Pros and cons of Function Points
The fixed-rate contract:
On one hand, the supplier cannot only verify the product’s costs and delivery deadlines, but also assume the risks of the pre-project estimate even if the final cost ends up to be superior to was initially planned.
On the other hand, the customer will be charged for any changes, which means that there will be less flexibility and potentially higher costs in the end.
The contract based on body shopping:
If “Body shop” is involved, the changes can be easily fitted out. But the risk is assumed by the customer because he has no visibility on the progress of the project in terms of cost and deadlines.
It is not in the subcontractor’s interest if the project ends too quickly due to the fees charged to the client.
Contracts based on a price per Function Point:
The Function Points are a standard norm (IS 14143) allowing to measure objectively the quantity of the software produced or to be produced. The customer can compare prices of various suppliers.

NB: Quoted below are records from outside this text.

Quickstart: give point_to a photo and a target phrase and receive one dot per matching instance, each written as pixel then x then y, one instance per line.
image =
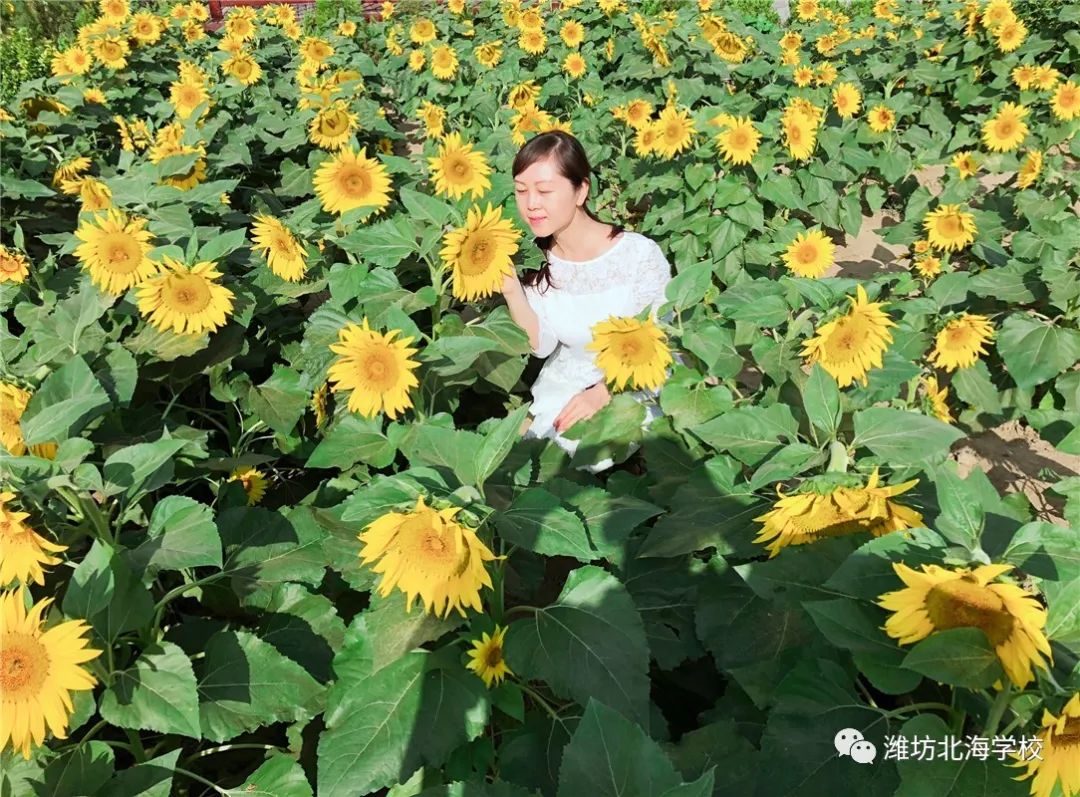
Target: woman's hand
pixel 583 406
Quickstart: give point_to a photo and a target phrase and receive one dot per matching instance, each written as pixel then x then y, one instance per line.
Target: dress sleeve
pixel 548 339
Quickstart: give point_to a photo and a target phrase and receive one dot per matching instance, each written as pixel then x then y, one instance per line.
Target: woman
pixel 593 270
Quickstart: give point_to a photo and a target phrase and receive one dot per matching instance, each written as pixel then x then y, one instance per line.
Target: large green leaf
pixel 595 625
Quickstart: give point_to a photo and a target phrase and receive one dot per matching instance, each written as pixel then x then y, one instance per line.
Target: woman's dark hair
pixel 574 164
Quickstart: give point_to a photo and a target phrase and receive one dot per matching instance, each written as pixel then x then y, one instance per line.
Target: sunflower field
pixel 268 525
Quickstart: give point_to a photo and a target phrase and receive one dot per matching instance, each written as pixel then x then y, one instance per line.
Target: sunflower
pixel 333 125
pixel 940 598
pixel 38 671
pixel 115 250
pixel 572 32
pixel 422 31
pixel 1065 104
pixel 810 254
pixel 1058 758
pixel 966 164
pixel 960 341
pixel 284 254
pixel 835 507
pixel 14 267
pixel 575 65
pixel 350 179
pixel 739 142
pixel 631 351
pixel 847 99
pixel 532 41
pixel 23 551
pixel 481 253
pixel 850 346
pixel 253 481
pixel 444 62
pixel 949 228
pixel 186 299
pixel 1029 169
pixel 881 118
pixel 427 553
pixel 458 169
pixel 376 368
pixel 487 659
pixel 1006 130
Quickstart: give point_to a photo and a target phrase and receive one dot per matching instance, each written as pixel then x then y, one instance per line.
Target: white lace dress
pixel 631 275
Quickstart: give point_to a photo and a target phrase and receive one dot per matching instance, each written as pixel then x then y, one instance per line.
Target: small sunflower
pixel 458 169
pixel 38 671
pixel 481 253
pixel 810 254
pixel 487 659
pixel 850 346
pixel 960 341
pixel 377 368
pixel 427 553
pixel 350 179
pixel 285 256
pixel 940 598
pixel 949 228
pixel 631 352
pixel 116 251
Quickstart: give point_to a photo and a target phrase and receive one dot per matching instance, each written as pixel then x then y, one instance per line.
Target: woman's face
pixel 547 201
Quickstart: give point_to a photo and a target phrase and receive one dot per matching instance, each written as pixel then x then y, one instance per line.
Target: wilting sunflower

The supplier is not disadvantaged when he/she faces changes or demands of new features. The price changes along with the number of Function Points.
By analogy, Function Points are to software what kilometers are to transport. For example, if you pay a fare, you cannot know the price in advance. On the contrary, if the price depends on kilometers, you can know in advance how much you will pay, which is the best way to optimize the ride.
Unit-based cost models are a flexible solution which allows to prorate the service.